Sabemos que tu mirada, que maternalmente acariciaba a la humanidad humilde y doliente de Jesús en la tierra, se sacia en el cielo a vista de su humanidad gloriosa, y que la alegría de tu alma, al contemplar cara a cara a la adorable Trinidad, hace exultar tu corazón de inefable ternura. Y nosotros, pobres pecadores, a quienes el cuerpo -la debilidad, nuestras faltas- hace pesado el vuelo del alma, te suplicamos que purifiques nuestros sentidos a fin de que aprendamos desde la tierra a gozar de Dios, solo de Dios.

Confiamos que tus ojos misericordiosos se inclinen sobre nuestras angustias, sobre nuestras luchas y sobre nuestras flaquezas; que tus labios sonrían a nuestras alegrías y a nuestras victorias; que sientas la voz de Jesús, que te dice de cada uno de nosotros, como de su discípulo amado: “Aquí está tu hijo”. Nosotros, que te llamamos Madre nuestra, te escogemos, como Juan, para guía, fuerza y consuelo de nuestra vida mortal.

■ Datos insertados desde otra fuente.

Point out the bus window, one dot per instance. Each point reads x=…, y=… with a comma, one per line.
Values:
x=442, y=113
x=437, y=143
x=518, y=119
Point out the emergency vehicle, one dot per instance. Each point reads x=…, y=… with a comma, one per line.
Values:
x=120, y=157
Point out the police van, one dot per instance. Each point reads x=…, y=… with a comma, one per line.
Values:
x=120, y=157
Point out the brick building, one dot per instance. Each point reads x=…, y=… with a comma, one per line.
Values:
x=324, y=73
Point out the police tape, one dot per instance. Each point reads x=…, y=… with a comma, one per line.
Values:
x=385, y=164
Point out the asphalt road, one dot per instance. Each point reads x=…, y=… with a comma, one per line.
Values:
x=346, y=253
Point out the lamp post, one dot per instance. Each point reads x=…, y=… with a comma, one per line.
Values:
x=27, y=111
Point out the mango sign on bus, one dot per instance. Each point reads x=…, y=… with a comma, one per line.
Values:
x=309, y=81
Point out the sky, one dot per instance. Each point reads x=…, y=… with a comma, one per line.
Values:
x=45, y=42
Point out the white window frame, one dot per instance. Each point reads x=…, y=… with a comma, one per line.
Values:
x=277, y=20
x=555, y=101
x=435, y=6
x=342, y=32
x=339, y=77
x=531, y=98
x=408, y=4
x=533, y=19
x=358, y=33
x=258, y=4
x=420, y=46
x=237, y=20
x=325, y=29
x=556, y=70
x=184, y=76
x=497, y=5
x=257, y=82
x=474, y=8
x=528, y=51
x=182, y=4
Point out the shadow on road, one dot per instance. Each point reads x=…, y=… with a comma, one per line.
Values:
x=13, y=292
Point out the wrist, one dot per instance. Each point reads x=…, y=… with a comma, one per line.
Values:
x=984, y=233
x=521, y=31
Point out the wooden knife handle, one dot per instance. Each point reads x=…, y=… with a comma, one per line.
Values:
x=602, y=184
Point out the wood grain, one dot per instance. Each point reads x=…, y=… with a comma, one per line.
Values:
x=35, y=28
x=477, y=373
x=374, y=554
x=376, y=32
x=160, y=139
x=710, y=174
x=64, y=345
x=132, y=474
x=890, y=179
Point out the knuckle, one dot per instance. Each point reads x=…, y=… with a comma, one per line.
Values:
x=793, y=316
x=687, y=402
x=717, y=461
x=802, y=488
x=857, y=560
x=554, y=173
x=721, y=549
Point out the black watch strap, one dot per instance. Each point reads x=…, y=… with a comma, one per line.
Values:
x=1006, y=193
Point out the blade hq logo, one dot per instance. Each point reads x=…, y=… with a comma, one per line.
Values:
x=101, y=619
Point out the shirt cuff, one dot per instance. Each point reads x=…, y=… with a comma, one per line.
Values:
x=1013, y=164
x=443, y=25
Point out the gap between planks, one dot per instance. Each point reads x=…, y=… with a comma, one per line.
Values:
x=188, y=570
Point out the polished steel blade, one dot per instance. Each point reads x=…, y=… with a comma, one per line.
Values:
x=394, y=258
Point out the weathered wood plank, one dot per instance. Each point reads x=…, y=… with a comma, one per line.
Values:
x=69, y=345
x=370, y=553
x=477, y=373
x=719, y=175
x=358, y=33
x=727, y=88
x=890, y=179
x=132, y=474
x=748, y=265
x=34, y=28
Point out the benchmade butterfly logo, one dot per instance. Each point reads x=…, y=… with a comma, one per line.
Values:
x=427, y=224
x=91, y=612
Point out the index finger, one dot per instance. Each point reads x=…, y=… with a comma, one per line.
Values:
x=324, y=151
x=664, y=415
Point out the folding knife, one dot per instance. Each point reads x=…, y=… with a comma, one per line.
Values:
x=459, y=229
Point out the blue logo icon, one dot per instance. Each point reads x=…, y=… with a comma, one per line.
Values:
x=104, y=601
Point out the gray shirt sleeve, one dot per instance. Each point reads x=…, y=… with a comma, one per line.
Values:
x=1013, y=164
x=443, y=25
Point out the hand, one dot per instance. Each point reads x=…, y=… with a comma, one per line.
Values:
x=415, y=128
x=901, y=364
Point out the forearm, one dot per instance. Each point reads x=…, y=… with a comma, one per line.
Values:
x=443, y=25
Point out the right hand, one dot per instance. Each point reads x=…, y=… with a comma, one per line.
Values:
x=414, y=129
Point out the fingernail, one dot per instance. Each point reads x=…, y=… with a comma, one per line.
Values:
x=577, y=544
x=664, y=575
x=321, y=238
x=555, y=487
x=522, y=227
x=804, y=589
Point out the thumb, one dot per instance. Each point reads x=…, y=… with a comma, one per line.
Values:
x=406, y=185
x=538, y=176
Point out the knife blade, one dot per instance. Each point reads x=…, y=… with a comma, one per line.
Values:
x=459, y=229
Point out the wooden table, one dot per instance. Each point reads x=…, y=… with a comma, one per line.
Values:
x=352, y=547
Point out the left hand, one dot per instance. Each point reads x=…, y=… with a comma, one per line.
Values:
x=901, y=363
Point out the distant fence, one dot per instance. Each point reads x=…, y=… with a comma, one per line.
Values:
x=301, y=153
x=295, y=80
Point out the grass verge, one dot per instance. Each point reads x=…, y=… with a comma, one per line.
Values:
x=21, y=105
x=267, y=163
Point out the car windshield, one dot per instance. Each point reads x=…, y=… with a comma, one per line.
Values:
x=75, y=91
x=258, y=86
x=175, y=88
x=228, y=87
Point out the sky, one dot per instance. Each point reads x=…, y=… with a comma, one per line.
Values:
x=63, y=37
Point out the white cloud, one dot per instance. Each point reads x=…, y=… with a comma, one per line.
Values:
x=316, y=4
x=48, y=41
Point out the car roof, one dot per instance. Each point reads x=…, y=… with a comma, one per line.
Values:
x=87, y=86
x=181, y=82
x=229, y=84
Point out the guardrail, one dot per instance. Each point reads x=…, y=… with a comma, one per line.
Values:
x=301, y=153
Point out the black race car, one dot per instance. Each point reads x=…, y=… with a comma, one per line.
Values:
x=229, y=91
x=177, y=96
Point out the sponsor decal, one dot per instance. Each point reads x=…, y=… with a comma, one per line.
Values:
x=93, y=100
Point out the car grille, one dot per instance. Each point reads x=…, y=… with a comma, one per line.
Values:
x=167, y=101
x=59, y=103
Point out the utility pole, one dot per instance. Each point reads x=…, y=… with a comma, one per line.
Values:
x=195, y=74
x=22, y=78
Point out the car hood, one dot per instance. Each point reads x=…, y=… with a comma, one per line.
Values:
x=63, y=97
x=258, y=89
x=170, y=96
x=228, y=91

Tenemos la vivificante certeza de que tus ojos, que han llorado sobre la tierra regada con la sangre de Jesús, se volverán hacia este mundo, atormentado por la guerra, por el terrorismo, por las persecuciones, por la opresión de los justos y de los débiles; y entre las tinieblas de este valle de lágrimas, esperamos de tu celestial luz y de tu dulce piedad, alivio para las penas de nuestros corazones y para nuestras pruebas particulares.

Creemos, finalmente, que en la gloria, donde reinas vestida de sol y coronada de estrellas, eres, después de Jesús, el gozo y la alegría de todos los ángeles, de todos los santos. Y nosotros, desde esta tierra donde somos peregrinos, confortados por la fe en la futura resurrección, volvemos los ojos hacia ti, vida, dulzura y esperanza nuestra, para que nos muestres un día, después de nuestro destierro, a Jesús, fruto bendito de tu vientre; ¡oh clementísima, oh piadosa, oh dulce Virgen María! Que así sea.

 

PINCELADA MARTIRIAL

El beato Juan Mesonero Huerta, de 22 años y natural de Rágama (Salamanca), desempeñaba en El Hornillo (Ávila) su primer encargo como sacerdote, cuando fue asesinado. Fue beatificado el 13 de octubre de 2013 en Tarragona.

Algunas circunstancias de su muerte aparecen relatadas en el estado 1 de la localidad, que el alcalde y el secretario del ayuntamiento firmaron para la Causa General (legajo 1309, expediente 2, folios 53-54) el 1 de agosto de 1939:

«No se sabe quiénes fueron los autores materiales del crimen porque este se cometió en el sitio denominado Pelayo del término municipal de Arenas de San Pedro, pero no cabe la menor duda de que la muerte de este mártir se fraguó entre los elementos del comité revolucionario y los directivos de la casa del pueblo de esta localidad», de los que citan a siete, asegurando «que apelando a la calumnia para justificar sus actos criminales y valiéndose como instrumento de un joven de quince años para que dijera que el Sr. cura le había amenazado con una pistola, le prendieron en la noche del día 15 de agosto de 1936, le ataron, le arrastraron y medio desnudo y descalzo le pasearon por algunas calles del pueblo hasta llevarle al cuarto correccional de la casa-ayuntamiento, sembrando con ello y con su vocerío la alarma y el terror entre los habitantes pacíficos. Una vez preso, mandaron dos emisarios que llevaran la noticia al comité revolucionario de Arenas de San Pedro y este mandó una camioneta llena de milicianos, los que, después de maltratarle de palabra y de obra, le condujeron al sitio donde se consumó el crimen».

Con María Santísima en la Gloria de los cielos vive glorioso el mártir Juan Mesonero; que él ruegue por nuestros pueblos.

 

[1] Françoise VAYNE, El cielo está en nosotros, Lourdes Magazine, número 94, agosto 2000.